There are vines that climb up at the trunk of a mighty oak and cling to the tree during the storms. These vines have little to fear because of the protection they receive from the tree. When the wind blows on the opposite side of the tree, the vine is safely sheltered from the fierce winds. When the storm blows from the other side and the vine is exposed, the vine is only pressed closer to the trunk and that way there is no danger either. This is a beautiful picture of our lives as Christians. When we hold on to God as the vine does to the oak we have little to fear from the storms of life, we are protected and sheltered by God.
It has always been one of life’s greatest mysteries why God allows pain and suffering in our lives. After all, nobody likes to reside in the garden of affliction.
Nevertheless, it also seems true that the rarest and most precious of flowers grow in that very garden. There is no place on earth where faith is being strengthened and formed more than in that dreaded place. But the ground there seems hard and rocky and often strikes fear in our hearts.
And yet in spite of its pain, this place can become a place of deep communion with no one else but Jesus Himself. In this garden, there are no more cover ups and all will become real. If we look at things with the eyes of God, we will have the faith that this place is no accident or a place of punishment but is meant to be a gateway to the heart of God. After all, this life is not supposed to be an easy voyage, but is in many ways a preparation for the life to come, a life in which we will live every moment with and for God. One of God’s greatest interests in this life seems to be the growth of our faith.

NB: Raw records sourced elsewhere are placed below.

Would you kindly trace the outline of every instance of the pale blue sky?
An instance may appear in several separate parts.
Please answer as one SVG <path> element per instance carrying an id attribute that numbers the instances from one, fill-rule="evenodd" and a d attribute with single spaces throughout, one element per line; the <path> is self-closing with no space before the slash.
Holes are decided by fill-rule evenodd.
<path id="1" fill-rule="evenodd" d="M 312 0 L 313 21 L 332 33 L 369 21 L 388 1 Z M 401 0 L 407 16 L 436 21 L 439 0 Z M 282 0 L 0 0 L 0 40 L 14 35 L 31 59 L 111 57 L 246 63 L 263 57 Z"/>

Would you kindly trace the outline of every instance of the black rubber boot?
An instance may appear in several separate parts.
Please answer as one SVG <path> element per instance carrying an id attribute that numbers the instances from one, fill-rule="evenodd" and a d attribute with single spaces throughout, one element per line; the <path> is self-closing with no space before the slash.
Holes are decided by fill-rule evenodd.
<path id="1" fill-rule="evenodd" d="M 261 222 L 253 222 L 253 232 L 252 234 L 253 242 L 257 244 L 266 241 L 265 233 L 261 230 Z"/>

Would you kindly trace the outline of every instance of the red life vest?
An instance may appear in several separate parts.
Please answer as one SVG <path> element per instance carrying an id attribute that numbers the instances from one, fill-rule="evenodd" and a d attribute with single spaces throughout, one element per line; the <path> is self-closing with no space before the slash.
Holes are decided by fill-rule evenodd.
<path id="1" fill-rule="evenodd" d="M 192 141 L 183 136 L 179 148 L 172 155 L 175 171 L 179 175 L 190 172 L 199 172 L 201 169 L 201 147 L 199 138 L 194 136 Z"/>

After all, it is easy to have faith when all goes well and there are no clouds in the sky. But fair weather faith isn’t really faith at all. It’s masquerading as faith, but it doesn’t have the strength to hold on in times of trial.
God strengthens us in the valleys. But granted; these can be difficult lessons.
The first thing we usually fear when the darkness surrounds us is that God is no longer there and He must have forsaken us.
But just because we can’t see God, does not mean He is not there. Our feelings are never reliable indicators of God’s presence.
Oswald Chambers writes, “Spiritual confusion is not a matter of right and wrong, but a matter of God taking you through a way that you temporarily do not understand.” *
To rest in God’s arms without understanding why, to hold fast to His faithfulness and to believe that He will come through, somehow, sometimes in accordance with His promises is the kind of faith that can weather the storm.
It is the faith of Job who said, “Though He slay me, yet will I trust Him.” *
How can we get that kind of faith?
Faith is given to us. We can’t learn it from a textbook and it doesn’t come any quicker when we try really hard to have it. Faith comes by hearing the Word of God*, and we hear it when we sit real still and listen to Jesus.
Often when we are in the garden of affliction we seem to listen better. It is one reason God sometimes brings us there. But wherever we are, in the midst of the valley or high on the mountain top, draw nigh unto God. Listen to the still, small voice. Let Him lead you and all will be well in the end. It is certain.
Why? Because the One who cannot lie has promised it.